Joseph Maizlish, MFT, Los Angeles CA USA says
Bearing in mind both this therapeutic approach and Dr. van der Kolk’s presentation, here are some points this approach has in common with other helpful trauma integration/recovery work:
1. Revives body awareness in an atmosphere of safety and care
2. Using that awareness to enable one to distinguish between present and past
3. Enable the person to experience the memory of the past events without suffering the physical arousal appropriate to the past events. This is an experience of empowerment, a recapturing and reassertion of oneself, a successful resistance to and termination of the ability of the traumatizing experience and the abuser to do harm.
Iiris Bjornberg, Personal Life and Recovery Coach, Helsinki Finland says
CRIM is a powerful tool and very helpful for patients who have experienced childhood sexual assault. The ‘dirty’ feeling goes deeper than skin, and the ‘cleaning’ work can be brought in to other renewed cells of the body, too. – It’s a great idea to let the patients do research to find out these facts by themselves!
The patients’ feeling of contamination is very physical, and it is intertwined with a deep feeling of shame that is caused by a strong belief that they are responsible for what happened – since they ‘did not tell anyone’ and ‘did not run away’ etc. I’ve seen the images of (physical) renewal make the feeling of shame dwingle down, also.
Thank you, Ruth, for this article! And all the other ones, too!
annegret odwyer london psychotherapist says
I really loved the Bessel van der Kolk talk . . . he is such a good presenter. A man who knows so much he can afford to be simple!!

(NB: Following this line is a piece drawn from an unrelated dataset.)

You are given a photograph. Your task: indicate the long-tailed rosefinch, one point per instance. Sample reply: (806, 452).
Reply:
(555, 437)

It is so wonderful that we can now confirm by fMRI what practioners of psychotherapy have known for a long time- especially the much frowned upon body- minded ones, and what they have considered in their treatment plans for many years- : the debilitating role of shame as a consequence of trauma as well as the need for a image/body approach with PTSD.
I was sad to hear Bessel also took the ‘old Doc’s’ line with EMDR- wonder what he would think around cranial osteopathy- a technique that can soothe the vagus nerve in one session??
best, annegret
Farrah long, therapist, Chicago, il says
Really you ought to look up holographic memory resolution. Similar stuff. It works with trauma and alcoholism. Brent Baum has been doing this for years. I just took his training course. It’s an amazing technique.

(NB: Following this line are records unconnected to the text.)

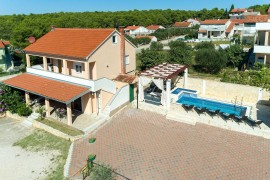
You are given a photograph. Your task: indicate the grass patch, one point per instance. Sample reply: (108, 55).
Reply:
(62, 127)
(41, 140)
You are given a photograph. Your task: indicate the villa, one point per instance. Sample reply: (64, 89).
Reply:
(5, 58)
(76, 68)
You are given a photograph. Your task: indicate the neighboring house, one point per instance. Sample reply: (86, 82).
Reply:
(193, 21)
(237, 13)
(183, 24)
(136, 30)
(249, 28)
(5, 57)
(213, 29)
(262, 43)
(78, 69)
(153, 38)
(153, 28)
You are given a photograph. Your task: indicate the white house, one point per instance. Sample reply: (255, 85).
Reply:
(153, 28)
(213, 29)
(136, 30)
(262, 43)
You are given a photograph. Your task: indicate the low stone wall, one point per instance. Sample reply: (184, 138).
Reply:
(15, 116)
(227, 91)
(55, 132)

Russell, Dunedin, New Zealand says
there is no May issue of that journal, the correct reference is — Jung, K., & Steil, R. (2013). A Randomized Controlled Trial on Cognitive Restructuring and Imagery Modification to Reduce the Feeling of Being Contaminated in Adult Survivors of Childhood Sexual Abuse Suffering from Posttraumatic Stress Disorder. Psychotherapy and Psychosomatics, 82(4), 213–220. doi:10.1159/000348450
Jeff, NICABM Staff says
Hi Russell,
We’ve made an edit to clarify the reference. Thanks for catching that!
Best regards,
Jeff
NICABM Staff
Stacy Youst says
I myself personally used a similar concept; I learned that every seven years or so, our entire body has renewed itself, each cell is new. It is a ‘new body’, ready for a new life.